O Supremo Tribunal Federal (STF) consolidou, na terça-feira (30), uma nova diretriz referente ao pagamento de verbas indenizatórias a magistrados e integrantes do Ministério Público. Com uma decisão que resultou em um placar de 6 a 4, a Corte estabeleceu restrições sobre os chamados "penduricalhos", permitindo que algumas verbas permaneçam fora do teto do funcionalismo, porém somente em circunstâncias específicas e dentro de limites previamente definidos.
O voto da ministra Cármen Lúcia foi determinante para assegurar a maioria e se alinhou com os argumentos apresentados por ministros como Flávio Dino, Alexandre de Moraes, Gilmar Mendes e Cristiano Zanin, além do presidente do STF, Edson Fachin. Esse grupo defendeu que o pagamento de certas indenizações, incluindo férias e licenças-prêmio, só será permitido para direitos já adquiridos até março de 2026. Essa autorização está condicionada ao reconhecimento dos direitos pelo Conselho Nacional de Justiça (CNJ) ou pelo Conselho Nacional do Ministério Público (CNMP) e deve respeitar o limite de 35% das verbas indenizatórias.
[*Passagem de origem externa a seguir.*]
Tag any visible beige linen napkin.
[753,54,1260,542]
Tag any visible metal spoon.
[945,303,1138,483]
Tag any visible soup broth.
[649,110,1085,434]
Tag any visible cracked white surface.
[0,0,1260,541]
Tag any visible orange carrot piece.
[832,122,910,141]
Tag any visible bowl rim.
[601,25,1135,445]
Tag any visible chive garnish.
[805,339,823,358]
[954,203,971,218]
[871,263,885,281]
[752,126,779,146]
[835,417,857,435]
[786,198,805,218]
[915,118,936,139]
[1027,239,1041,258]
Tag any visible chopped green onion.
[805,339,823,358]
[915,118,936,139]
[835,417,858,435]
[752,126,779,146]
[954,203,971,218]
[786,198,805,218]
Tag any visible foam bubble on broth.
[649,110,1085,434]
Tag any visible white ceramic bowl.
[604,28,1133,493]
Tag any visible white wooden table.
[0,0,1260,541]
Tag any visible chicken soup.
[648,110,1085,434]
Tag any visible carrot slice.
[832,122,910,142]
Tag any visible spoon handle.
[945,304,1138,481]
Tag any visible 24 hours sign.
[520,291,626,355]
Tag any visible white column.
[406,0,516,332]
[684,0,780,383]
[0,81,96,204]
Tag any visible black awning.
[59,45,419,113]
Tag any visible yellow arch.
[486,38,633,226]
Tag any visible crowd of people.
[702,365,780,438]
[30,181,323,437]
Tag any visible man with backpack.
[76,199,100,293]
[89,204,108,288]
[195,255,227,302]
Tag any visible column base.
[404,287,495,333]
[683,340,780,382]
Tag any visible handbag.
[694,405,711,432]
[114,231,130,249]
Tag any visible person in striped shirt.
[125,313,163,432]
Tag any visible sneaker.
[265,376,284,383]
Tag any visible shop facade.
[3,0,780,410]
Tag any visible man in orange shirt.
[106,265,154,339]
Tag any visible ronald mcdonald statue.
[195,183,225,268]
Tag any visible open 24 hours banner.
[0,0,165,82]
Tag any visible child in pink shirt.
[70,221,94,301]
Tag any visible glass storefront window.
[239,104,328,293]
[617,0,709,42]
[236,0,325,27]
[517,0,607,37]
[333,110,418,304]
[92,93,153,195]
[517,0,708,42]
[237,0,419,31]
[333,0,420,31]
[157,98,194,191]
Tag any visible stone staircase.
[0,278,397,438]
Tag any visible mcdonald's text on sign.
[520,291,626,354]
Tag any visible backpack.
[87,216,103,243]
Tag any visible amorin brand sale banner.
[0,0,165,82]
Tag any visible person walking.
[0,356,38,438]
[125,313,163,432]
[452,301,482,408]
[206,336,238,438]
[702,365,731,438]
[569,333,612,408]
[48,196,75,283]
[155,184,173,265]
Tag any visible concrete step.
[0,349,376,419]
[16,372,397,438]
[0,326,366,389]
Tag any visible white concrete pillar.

A decisão não foi unânime, tendo a corrente composta por Luiz Fux e acompanhada por Nunes Marques, André Mendonça e Dias Toffoli, defendido uma abordagem mais liberal que não incluísse restrições temporais ou a limitação de 35%. Esses ministros argumentaram que os valores em questão são direitos já incorporados aos beneficiários e merecem tratamento mais flexível.
Em seu posicionamento, Cármen Lúcia destacou a importância de o Congresso Nacional elaborar uma legislação abrangente que regule de forma definitiva os salários, indenizações e outras verbas pagas a servidores públicos. Segundo a ministra, uma lei específica poderia proporcionar maior clareza sobre os gastos e evitar futuras disputas judiciais.
A decisão do STF aborda recursos que foram apresentados pela Procuradoria-Geral da República (PGR), assim como por entidades que representam a magistratura e o Ministério Público. Essas ações questionavam uma decisão anterior da Corte, que, em março deste ano, havia restringido significativamente os pagamentos das indenizações.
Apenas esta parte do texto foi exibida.